You made a post and used me as an example to prove your point. You got embarrassed because your foundational premise was wrong. Next time, just say "lol my bad. I still think Americans exhibit this behaviour" and I wouldn't even have engaged. But you're tripling down into CCP fantasy land where no failed project is actually a failure, no diplomatic incident means anything, and no allies was actually the plan all along!

That'll be all from me. I'm fine for some interesting China shilling, which can be genuinely good to read. China is an interesting place that we don't talk about enough. But no, Chinese culture is brittle, and the CCP knows this. Hence the top down protectionism.

Nothing you've said changes that in practice, on the ground, Chinese cultural exports, political engagement and geopolitics don't work. I use the phrase "uncharismatic" but sub in "ineffective" or whatever you need. China has no allies, nobody likes what they produce, and nobody likes what they say. China got rich building things that were invented by westerners. Not by producing novel goods that everybody loves.

This is just kanging that gets produced in a terminally ill society that's running out of a things to boast of and so points to legacy and accumulated prestige. Nobody cares anymore for what the ingenious whites claim to have invented, sorry to say, that's a very boomer-coded thing in a very non-white and industrial world. This is the kind of thing that «everybody loves» in 2026.

Concretely, China gets from the EU, for starters:

  • 300 billion euro a year in pure trade surplus
  • technologies like Nexperia (the Dutch tried to take it back on, apparently, American orders, found out they have no leverage, folded, then there were very interesting hearings on Karremans), KUKA and Idra
  • engineers educated in top Western schools and companies, like Lin Nan, to accelerate their research.
  • growing FDI, one German plant closes in Germany – one opens in the Inner Mongolia
  • non-recognition of Taiwanese sovereignty, absence of any coordination to act against them if they mode
  • some amount of intelligence gathering
  • Macron and others shilling for JVs and more cooperation, up to breaking the semiconductor blockade, which means betraying an existential interest of their very scary and important suzerain.
  • Unwillingness/inability of Europe to do anything against them, even as they supply advanced military technology like laser point defense systems to Russia, for testing and geopolitical hijinks.

What China does not get: military bases in Europe, even though the US (still has bases in Europe) has been rude lately while they're nice and only formally Communists, anything about "alliance".

I think they're fine with this trade.

You agreed the world would cut ties with China and back the USA.
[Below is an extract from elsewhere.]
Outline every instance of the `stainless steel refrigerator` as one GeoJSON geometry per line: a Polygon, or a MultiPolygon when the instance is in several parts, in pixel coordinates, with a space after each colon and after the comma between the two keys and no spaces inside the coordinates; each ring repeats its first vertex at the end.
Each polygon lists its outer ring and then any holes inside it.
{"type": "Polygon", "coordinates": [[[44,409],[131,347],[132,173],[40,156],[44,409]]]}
I guess I need to make it clearer for you. I said that the world will do nothing substantial, nothing beyond symbolic handwringing, unless China actually loses the war. It'll be treated by Europe (nevermind Russia, Africa, India, LatAm, Middle East…) about as seriously as the Israeli war/genocide, or less than that: condemnations + weapons contracts.

Mind you, it's if there is any war, which there likely won't be as the US will retreat and Taiwan just fold.

You got embarrassed because your foundational premise was wrong. Next time, just say "lol my bad. I still think Americans exhibit this behaviour"

It's not my foundational premise that you're an American. My "foundational premise" is that your beliefs are representative of Americans and I think they're wrong.

and I wouldn't even have engaged

I didn't mind you engaging initially, I thought you might go beyond "uncreative bugmen low EQ" cope mixed with geopolitical concern trolling.

Nah, I know you have a rep as some kind of Good Poster Emeritus, but all I've ever seen you post is Chinese propaganda. Like literally nothing else. This guy snipped your balls.